Otros directamente reciben un pago simbólico que no alcanza ni para cubrir el transporte hasta el estudio. A esto se le suma un requisito casi inamovible: inscribirse como monotributista. Esto significa que, con ingresos mínimos, deben hacerse cargo de impuestos y cargas sociales que consumen lo poco que ganan.
La situación no es exclusiva de quienes recién terminan la carrera. Abogados con años de experiencia y hasta con especializaciones también se enfrentan a honorarios muy por debajo del promedio de otros rubros. Algunos terminan ganando menos que empleados de comercios o repartidores.
En los pasillos de Tribunales, muchos coinciden: el problema no es solo económico, también es cultural. Hay abogados que, ya consolidados en el ejercicio, tratan a los principiantes como si su trabajo valiera poco y como si aprender la profesión fuera un “pago” suficiente. Ese pensamiento mantiene viva la precarización hoy más que nunca.
Mientras tanto, la matrícula crece todos los años. A la fecha de publicación de este artículo, la misma se encuentra en un valor de $175.600. Miles se suman a una competencia feroz por clientes que, en muchos casos, prefieren resolver conflictos sin abogados o buscar opciones más baratas. Los colegios profesionales reciben críticas constantes por su pasividad ante el problema y la falta de un arancel mínimo obligatorio.

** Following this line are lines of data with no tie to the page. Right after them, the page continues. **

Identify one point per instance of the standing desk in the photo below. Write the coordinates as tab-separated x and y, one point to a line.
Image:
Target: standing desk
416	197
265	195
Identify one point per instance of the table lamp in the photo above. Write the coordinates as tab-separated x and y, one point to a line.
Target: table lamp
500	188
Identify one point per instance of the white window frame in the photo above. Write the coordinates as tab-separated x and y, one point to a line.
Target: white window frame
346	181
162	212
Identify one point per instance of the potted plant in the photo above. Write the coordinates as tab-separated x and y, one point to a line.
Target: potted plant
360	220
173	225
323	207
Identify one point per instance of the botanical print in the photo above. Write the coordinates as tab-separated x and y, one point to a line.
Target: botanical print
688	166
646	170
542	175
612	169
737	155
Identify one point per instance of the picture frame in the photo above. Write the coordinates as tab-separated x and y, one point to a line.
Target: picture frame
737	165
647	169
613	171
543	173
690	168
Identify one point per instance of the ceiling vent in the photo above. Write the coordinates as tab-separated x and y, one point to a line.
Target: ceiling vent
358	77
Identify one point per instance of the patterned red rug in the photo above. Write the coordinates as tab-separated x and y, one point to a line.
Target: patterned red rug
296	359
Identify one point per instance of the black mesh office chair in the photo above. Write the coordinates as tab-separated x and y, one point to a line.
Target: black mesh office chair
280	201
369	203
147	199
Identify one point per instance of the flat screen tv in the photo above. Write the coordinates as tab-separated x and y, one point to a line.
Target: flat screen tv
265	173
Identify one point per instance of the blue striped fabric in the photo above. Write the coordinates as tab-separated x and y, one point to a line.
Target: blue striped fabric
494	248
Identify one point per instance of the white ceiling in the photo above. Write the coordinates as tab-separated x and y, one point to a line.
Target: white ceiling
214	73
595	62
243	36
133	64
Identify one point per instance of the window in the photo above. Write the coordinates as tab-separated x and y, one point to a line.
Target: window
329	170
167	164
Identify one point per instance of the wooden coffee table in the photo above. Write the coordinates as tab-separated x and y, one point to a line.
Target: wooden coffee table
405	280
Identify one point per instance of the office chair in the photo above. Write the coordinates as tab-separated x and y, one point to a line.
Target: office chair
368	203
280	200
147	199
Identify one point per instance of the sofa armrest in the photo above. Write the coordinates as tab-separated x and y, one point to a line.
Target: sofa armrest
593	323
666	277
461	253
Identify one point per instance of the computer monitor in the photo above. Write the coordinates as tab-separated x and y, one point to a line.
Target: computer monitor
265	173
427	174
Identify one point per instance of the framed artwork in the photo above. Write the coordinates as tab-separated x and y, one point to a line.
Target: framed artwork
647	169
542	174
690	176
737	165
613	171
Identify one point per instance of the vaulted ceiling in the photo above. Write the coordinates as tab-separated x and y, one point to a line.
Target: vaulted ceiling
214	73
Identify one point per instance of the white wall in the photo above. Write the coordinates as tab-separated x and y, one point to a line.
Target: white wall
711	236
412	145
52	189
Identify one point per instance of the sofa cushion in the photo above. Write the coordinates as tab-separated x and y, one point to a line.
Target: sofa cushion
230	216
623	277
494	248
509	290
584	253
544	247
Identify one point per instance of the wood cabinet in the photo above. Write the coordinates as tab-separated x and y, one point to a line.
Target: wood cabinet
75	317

En otros tiempos, ejercer como abogado independiente era sinónimo de estabilidad y crecimiento. Hoy, muchos jóvenes con título optan por dar clases en escuelas y universidades, trabajar en el sector público o dedicarse a empleos sin relación con el Derecho para poder pagar sus cuentas.

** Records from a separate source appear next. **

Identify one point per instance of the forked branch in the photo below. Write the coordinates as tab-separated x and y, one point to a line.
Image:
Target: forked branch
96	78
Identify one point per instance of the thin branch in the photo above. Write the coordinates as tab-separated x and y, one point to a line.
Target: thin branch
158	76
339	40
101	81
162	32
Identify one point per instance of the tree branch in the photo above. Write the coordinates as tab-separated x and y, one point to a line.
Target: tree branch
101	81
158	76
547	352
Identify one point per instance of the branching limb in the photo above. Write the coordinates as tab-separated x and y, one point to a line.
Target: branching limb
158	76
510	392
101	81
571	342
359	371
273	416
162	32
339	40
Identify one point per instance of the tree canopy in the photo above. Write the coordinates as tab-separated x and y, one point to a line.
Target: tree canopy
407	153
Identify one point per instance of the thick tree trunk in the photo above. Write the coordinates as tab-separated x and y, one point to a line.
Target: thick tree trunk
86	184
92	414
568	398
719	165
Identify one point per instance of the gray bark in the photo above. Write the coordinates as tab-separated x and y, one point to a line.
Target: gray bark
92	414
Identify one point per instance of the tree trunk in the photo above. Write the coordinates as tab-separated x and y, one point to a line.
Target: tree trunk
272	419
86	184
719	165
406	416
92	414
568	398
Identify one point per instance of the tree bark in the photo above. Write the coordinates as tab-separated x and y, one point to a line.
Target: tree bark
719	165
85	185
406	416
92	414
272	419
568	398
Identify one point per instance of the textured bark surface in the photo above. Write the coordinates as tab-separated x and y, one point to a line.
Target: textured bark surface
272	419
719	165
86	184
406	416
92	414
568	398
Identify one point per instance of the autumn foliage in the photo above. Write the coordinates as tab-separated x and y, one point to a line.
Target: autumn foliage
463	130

Los que intentan resistir en estudios pequeños cuentan que, además de no cobrar en tiempo y forma, deben encargarse de trámites, audiencias y escritos que insumen horas, sin que eso se traduzca en un pago justo. Para algunos, la vocación choca de frente con la realidad.
La precarización no solo afecta al bolsillo. También impacta en la formación. Sin incentivos económicos, los jóvenes dejan de capacitarse, frenan cursos y posgrados y terminan perdiendo competitividad frente a colegas con recursos para seguir estudiando. En muchos casos, la desmotivación termina empujando a los recién recibidos a cambiar de rumbo antes de cumplir cinco años en la profesión.
La tendencia podría agudizarse. Los nuevos profesionales necesitarán nuevas condiciones dignas, estabilidad y oportunidades reales para desarrollarse. De lo contrario, los estudios jurídicos podrían vaciarse de talento joven.